Kontrollverlust ist aus ihrer Sicht nicht etwa ein Mangel, sondern im Gegenteil Grundvoraussetzung für die Durchsetzung ihrer Vorstellung unbegrenzter Einwanderung ohne Ansehen der Person, mögen sich Innenpolitiker und Bundespolizisten auch den Mund fusselig reden angesichts der besonders für Frauen und Mädchen gefährlichen Folgen dieser Ignoranz. Nicht einmal eine systematische Registrierung und Verteilung ist gegen Nancy Faeser durchzusetzen, weil ihr die ganze Linie einer Ungleichbehandlung unterschiedlicher Sachverhalte nicht passt. Doch der Bundeskanzler lässt auch sie gewähren, was inzwischen den Schluss nahelegt, dass ihm das Amtsverständnis der Ministerinnen Lambrecht und Faeser insgeheim ganz recht ist, weil es so schön mit seiner Stamokap-Antifa-Sozialisation kompatibel ist. 

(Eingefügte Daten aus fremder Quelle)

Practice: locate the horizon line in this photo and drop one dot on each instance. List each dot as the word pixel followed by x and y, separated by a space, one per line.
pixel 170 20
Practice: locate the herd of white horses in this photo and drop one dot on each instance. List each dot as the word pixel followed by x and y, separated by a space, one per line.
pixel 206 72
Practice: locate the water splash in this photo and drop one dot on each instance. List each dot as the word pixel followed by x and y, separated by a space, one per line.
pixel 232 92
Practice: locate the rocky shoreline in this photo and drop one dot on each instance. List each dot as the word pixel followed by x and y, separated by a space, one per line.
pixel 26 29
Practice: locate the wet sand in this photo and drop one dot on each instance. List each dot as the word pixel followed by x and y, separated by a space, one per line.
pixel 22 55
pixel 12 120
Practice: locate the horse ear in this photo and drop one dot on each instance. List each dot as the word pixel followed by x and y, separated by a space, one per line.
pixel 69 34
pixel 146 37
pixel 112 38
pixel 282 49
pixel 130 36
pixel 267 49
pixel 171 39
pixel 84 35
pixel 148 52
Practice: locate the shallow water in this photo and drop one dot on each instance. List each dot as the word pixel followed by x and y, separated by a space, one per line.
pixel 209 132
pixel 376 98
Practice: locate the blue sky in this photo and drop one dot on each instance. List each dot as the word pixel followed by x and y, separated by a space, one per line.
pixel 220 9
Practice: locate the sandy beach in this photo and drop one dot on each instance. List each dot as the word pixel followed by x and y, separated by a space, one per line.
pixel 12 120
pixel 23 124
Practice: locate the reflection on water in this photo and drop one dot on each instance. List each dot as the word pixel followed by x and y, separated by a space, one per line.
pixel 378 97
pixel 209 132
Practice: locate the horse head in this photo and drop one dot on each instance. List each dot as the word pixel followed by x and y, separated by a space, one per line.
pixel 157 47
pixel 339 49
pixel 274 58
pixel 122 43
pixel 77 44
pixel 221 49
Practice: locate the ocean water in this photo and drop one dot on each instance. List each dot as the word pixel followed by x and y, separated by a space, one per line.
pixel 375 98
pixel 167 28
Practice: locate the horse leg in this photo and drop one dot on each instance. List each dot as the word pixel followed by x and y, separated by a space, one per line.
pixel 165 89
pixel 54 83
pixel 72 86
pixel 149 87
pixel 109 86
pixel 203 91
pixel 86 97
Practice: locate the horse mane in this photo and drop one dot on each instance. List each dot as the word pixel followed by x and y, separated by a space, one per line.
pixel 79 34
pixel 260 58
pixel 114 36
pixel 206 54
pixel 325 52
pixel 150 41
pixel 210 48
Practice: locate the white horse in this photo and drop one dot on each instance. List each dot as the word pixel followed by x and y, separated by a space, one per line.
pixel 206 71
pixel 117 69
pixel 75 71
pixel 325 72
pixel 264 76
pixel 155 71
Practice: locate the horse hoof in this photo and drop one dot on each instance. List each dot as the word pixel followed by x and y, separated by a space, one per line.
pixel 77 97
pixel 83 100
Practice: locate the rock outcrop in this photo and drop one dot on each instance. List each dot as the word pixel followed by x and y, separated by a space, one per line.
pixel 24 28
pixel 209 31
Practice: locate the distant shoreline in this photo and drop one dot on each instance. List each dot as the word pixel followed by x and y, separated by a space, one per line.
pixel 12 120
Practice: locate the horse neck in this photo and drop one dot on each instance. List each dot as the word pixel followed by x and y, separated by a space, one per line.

Was uns zur Frage zurückführt, wes Geistes Kind dieser Herr Scholz ist. Überforderung und Orientierungslosigkeit oder Absicht und Agenda? In Zeiten einer akuten Bedrohung westlicher Grundwerte, eines freiheitlichen Lebens handelt es sich um eine existentielle Frage mit einer Bedeutung, die weit über das eigene Land hinausgeht. 

Sollte dieser Bundeskanzler nicht ganz schnell das Ruder herumreißen mit einer durchgreifenden Kabinettsumbildung als unabdingbarer Notmaßnahme, wird die Antwort noch vor dem Sommer lauten: Dieser Mann ist der falsche Mann zur falschen Zeit am falschen Ort. Ein Irrtum.